DetikSepakbola
Rabu 28 Februari 2018, 16:46 WIB

Reus Pantang Menyerah Kejar Kesempatan Tampil di Piala Dunia

Okdwitya Karina Sari - detikSport
Reus Pantang Menyerah Kejar Kesempatan Tampil di Piala Dunia Foto: Leon Kuegeler/Reuters
Dortmund - Bintang Borussia Dortmund Marco Reus memang baru saja comeback. Meski waktunya sedikit, Reus siap memperjuangkan peluangnya tampil di Piala Dunia 2018.

Sepanjang kariernya, Reus tidak pernah bebas dari cedera. Akibatnya, pesepakbola berusia 29 tahun itu mesti dua kali melewatkan dua turnamen besar bersama timnas Jerman; Piala Dunia 2014 dan Piala Eropa 2016.

Mimpi Reus berlaga di Piala Dunia tahun ini nyaris sirna usai mengalami cedera lutut parah yang dideritanya sejak akhir musim 2016/17. Tapi kini Reus sudah kembali dan membuat penampilan pertamanya di musim ini kala Dortmund mengalahkan Hamburg 2-0, dua pekan lalu.

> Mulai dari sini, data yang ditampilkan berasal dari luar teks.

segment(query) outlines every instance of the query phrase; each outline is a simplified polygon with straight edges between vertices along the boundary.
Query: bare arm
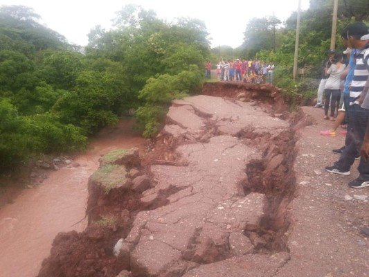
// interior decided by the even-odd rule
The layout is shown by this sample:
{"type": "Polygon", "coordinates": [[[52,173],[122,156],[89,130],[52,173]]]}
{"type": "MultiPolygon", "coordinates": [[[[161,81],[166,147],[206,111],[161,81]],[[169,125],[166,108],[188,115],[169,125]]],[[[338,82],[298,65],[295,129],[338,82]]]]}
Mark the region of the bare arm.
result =
{"type": "Polygon", "coordinates": [[[346,66],[346,68],[345,69],[345,70],[341,73],[341,80],[345,80],[345,78],[346,78],[346,76],[348,75],[348,68],[350,66],[348,65],[346,66]]]}

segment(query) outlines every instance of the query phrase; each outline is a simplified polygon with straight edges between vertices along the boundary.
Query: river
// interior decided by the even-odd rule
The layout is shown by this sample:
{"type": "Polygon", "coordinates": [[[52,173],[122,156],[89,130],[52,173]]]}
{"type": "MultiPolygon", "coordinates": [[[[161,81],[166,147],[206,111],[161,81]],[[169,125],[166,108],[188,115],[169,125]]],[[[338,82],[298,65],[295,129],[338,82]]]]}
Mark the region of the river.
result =
{"type": "Polygon", "coordinates": [[[101,155],[117,148],[137,147],[144,152],[145,140],[123,120],[91,141],[89,150],[73,157],[80,166],[51,172],[32,189],[25,189],[13,203],[0,209],[0,277],[33,277],[50,255],[51,243],[60,232],[82,231],[89,176],[98,168],[101,155]]]}

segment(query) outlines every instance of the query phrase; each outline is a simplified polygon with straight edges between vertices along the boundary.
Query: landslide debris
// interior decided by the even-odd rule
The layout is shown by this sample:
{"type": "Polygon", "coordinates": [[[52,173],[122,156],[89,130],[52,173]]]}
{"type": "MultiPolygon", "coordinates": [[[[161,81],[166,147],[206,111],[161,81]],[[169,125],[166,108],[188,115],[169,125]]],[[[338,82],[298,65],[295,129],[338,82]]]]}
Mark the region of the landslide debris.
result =
{"type": "Polygon", "coordinates": [[[60,233],[39,276],[272,276],[288,262],[299,116],[273,87],[218,86],[173,101],[142,161],[101,159],[89,226],[60,233]]]}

Sampai saat ini, Reus telah lima kali bermain di semua kompetisi dengan empat di antaranya menjadi starter. Dia pun telah mencetak dua gol di Bundesliga dari tiga penampilannya. Andai performanya konsisten hingga tiga bulan ke depan, bukan tidak mungkin Reus bisa meyakinkan pelatih Joachim Loew untuk membawanya ke Rusia.

"Aku akan berbohong kalau bilang aku tidak memikirkan tentang Piala Dunia karena aku ingin benar-benar berlaga di sana," ungkap Reus kepada Eurosport. "Tapi aku bukanlah orang suka membuat tiga atau empat target nyata."

"Semuanya ada di dalam kepalaku karena penting untuk fokus. Aku tidak akan merahasiakan fakta bahwa bermain di Piala Dunia adalah sebuah target besar untukku. Aku tahu aku masih punya sebuah peluang bagus, kalau aku bermain bagus juga," simpul Reus.

Lama berkutat dengan cedera sudah jelas bukan perkara mudah bagi seorang pesepakbola, seperti Reus. Akan tetapi, sang pemain selau berpikir positif.

"Aku sudah berkali-kali mngalami cedera, mengalami berbagai kemunduran. Itu memang bagian dari hidup," sambung Reus.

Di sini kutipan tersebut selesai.